Essa participação de uma pessoa vidente foi bem interessante e se apresentou muito desafiadora para o professor, que relatou desenvolver até então esse trabalho de dança somente para pessoas cegas ou com baixa visão. Essa integração entre videntes e cegos tornava o desafio ainda mais potente. Nas aulas seguintes, integrados a um grupo que oscilava entre 10 a 18 pessoas, tivemos também a participação de uma família. Era um casal com um filho em cadeira de rodas e com outras deficiências decorrentes de uma paralisia cerebral. Um desafio ainda maior para o professor e para o grupo que agora integrava pessoas com múltiplos repertórios e conhecimentos sobre dança, além de unir pessoas com e sem deficiência.
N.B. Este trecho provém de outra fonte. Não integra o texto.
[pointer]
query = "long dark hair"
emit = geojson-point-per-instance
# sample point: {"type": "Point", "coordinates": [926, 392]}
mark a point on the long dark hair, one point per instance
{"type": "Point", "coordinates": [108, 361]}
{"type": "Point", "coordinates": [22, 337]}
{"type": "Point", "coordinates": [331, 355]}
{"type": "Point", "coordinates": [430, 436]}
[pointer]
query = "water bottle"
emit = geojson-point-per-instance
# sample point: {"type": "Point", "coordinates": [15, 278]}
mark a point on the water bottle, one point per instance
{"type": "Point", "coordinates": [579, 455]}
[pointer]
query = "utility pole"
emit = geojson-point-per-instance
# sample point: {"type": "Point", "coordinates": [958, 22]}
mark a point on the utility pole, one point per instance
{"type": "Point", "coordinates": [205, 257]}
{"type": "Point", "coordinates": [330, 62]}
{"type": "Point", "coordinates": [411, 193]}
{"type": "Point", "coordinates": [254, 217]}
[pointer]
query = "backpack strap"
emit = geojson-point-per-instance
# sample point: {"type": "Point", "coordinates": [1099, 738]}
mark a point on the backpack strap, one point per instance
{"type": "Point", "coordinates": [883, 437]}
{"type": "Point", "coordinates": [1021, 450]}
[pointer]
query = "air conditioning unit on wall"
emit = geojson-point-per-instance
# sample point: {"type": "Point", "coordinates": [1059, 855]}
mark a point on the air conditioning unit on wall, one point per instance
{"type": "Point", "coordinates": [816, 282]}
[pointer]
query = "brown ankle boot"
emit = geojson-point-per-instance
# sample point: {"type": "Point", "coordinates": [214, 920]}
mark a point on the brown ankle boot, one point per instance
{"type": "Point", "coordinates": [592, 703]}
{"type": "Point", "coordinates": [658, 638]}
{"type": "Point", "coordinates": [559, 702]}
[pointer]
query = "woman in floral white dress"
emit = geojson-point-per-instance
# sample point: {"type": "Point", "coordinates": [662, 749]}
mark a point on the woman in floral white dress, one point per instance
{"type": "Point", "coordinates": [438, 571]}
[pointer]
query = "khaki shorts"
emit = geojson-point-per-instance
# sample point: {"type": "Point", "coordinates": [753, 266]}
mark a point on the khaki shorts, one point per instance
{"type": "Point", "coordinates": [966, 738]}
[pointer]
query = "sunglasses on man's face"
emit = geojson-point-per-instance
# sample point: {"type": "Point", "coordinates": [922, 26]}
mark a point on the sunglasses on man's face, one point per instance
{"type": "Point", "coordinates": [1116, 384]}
            O Curso teve duração de quase dois meses, com dez aulas e um resultado realmente transformador. Mobilizamos ainda, a partir dessa formação, uma rede de pessoas com deficiência, familiares e profissionais que atuam com pessoa cega e com baixa visão; inspirados pelo pensamento de Carmem Mörsch, que aponta que a educação nos museus e espaços culturais está amparada em um cruzamento de quatro discursos que operam na Afirmação, Reprodução, Desconstrução e Transformação.

            Na dimensão transformadora, na qual nos baseamos para estruturação das práticas apresentadas neste capítulo, todos juntos criam as pontes que unem a instituição, com seus espaços e suas funções socioculturais e com seus diversos agentes internos e externos. Compreendemos, assim, que o desenvolvimento de um programa de educação está na potência da relação e desenvolvimento de seus públicos, que não se dá apenas nas visitas mediadas, mas também ocorre promovendo uma programação que contemple o público na sua singularidade.

            Compartilhar essa experiência nos ajudou a compreender melhor os caminhos alcançados, a conhecer outras experiências de parceiros, colegas e instituições e a construir coletivamente novas possibilidades. O desafio foi grande, mas prazeroso e satisfatório. Mediar esse campo entre pessoas, práticas e as instituições não é uma tarefa fácil, mas compreendemos ser um bom caminho.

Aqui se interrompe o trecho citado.